フラメンコの基本要素は3つ:華やかな順に挙げると、(1)踊り (2)ギター (3)唄 ですね。私がのめり込んだ順は、(2) → (3) です。高校生の頃ラジオで聴いたギター演奏に惹かれ、そのギタリストが来日した際コンサートへ行き、その帰り道熱がさめないうちにギターのレコードを買うつもりが、偶然フラメンコの唄(これがまた渋いものでした)のレコードを見つけて衝動買い −−− その不思議な魅力に負けてそれから唄のレコードを集め出し、当時解説やら歌詞の対訳をしておられた勝田保世さん(結局生前お会い出来なかった)、濱田滋郎さん、中村とうようさん、ラモン・高場将美さん、小泉文夫さんなどの文章でどんどん深みに。

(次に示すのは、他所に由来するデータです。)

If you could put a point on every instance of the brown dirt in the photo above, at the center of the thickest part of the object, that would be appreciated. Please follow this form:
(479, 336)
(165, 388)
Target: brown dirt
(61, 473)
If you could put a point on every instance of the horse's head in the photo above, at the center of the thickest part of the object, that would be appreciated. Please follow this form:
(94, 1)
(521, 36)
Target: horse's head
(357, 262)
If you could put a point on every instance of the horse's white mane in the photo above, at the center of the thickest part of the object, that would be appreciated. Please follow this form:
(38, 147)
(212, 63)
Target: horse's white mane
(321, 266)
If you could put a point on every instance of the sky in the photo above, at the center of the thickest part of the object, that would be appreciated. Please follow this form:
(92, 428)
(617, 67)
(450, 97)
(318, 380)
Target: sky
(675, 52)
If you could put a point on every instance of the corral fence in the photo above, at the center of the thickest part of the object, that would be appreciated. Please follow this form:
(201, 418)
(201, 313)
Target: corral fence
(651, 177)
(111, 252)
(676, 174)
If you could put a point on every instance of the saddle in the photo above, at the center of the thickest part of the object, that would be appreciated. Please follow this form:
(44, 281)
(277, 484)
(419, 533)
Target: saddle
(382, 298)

平行してスペイン語を独学で始め、結局宇宙物理学志望の道を踏み外して文系へ進路を変更、西語を専攻することに。西語が少しわかり出してからはスペインのレコードを集めましたが、お店の主人であったナガタ(多分「永田」)さんと云うおばちゃんの人柄に惹かれたことも手伝い、当時確か恵比寿あたり?から中目黒に引っ越したディスコマニアと云うお店に入り浸っていましたっけ。レコードショップはあちこち行きましたが、普通フラメンコなんて置いてなかった。

それから早xx年が経ちましたが、今は世界中からCDやらDVDが比較的容易に入手出来る様になり、最近では、昔であれば余程の好事家でなければアクセス出来なかった貴重な録画がネットで気軽に見られる時代に。


今日紹介するのは、私が大好きな女性の唄い手 La Perla de Cadiz (1925〜75);

題名は EN CAI LA PERLA Y M MORAO HACE 45 ANOS


解説は多分ドイツ語。冒頭、伴奏家のマヌエル・モラオに手を引かれて登場するのが、カディスの唄の大御所であるアウレリオ(1974年没ですから、このビデオの題名 "45年前" と併せて判断するに撮影は60年代初頭?)、まだ子供であった踊り手の ディエゴ・デ・マルガラ、そして ラ・ペルラと夫君のクーロ・ラ・ガンバなど。正に夢の様なメンバーです。内輪の宴会ですね、本来フラメンコを楽しむには最高のカタチです。

ラ・ペルラのレコードはそれこそ擦り切れる程聴いていますが、映像で見たのはつい最近。CDやらDVDでも昔の映像は入手できる筈。多分アウレリオを前にして緊張していた筈ですが、本領発揮のブレリアには感激、モラオの伴奏も!! 軽い唄から深いものまで幅広く、 Propio Sello を持って唄えるひとでした。50歳で逝ってしまったのは本当に残念です。


参考まで、更にラ・ペルラ自身のことを知ろうと思うなら、本人と旦那さんの言葉も聞けますね。例えば

題名は  la perla su vida de cadiz solea entrevista flamenco


いい教材でしょ? まして好きなことなら楽しいし。フラメンコの唄なんて云う超マイナーな世界でさえ相当数のビデオがアップされていますから、応用がききます。


学生時代にどなたかから紹介頂いたジャズやら、ブルースやら中南米フォルクローレやら色々感動出来る音楽はあるのですが、やっぱりフラメンコの唄が一番私にはしっくりきますね。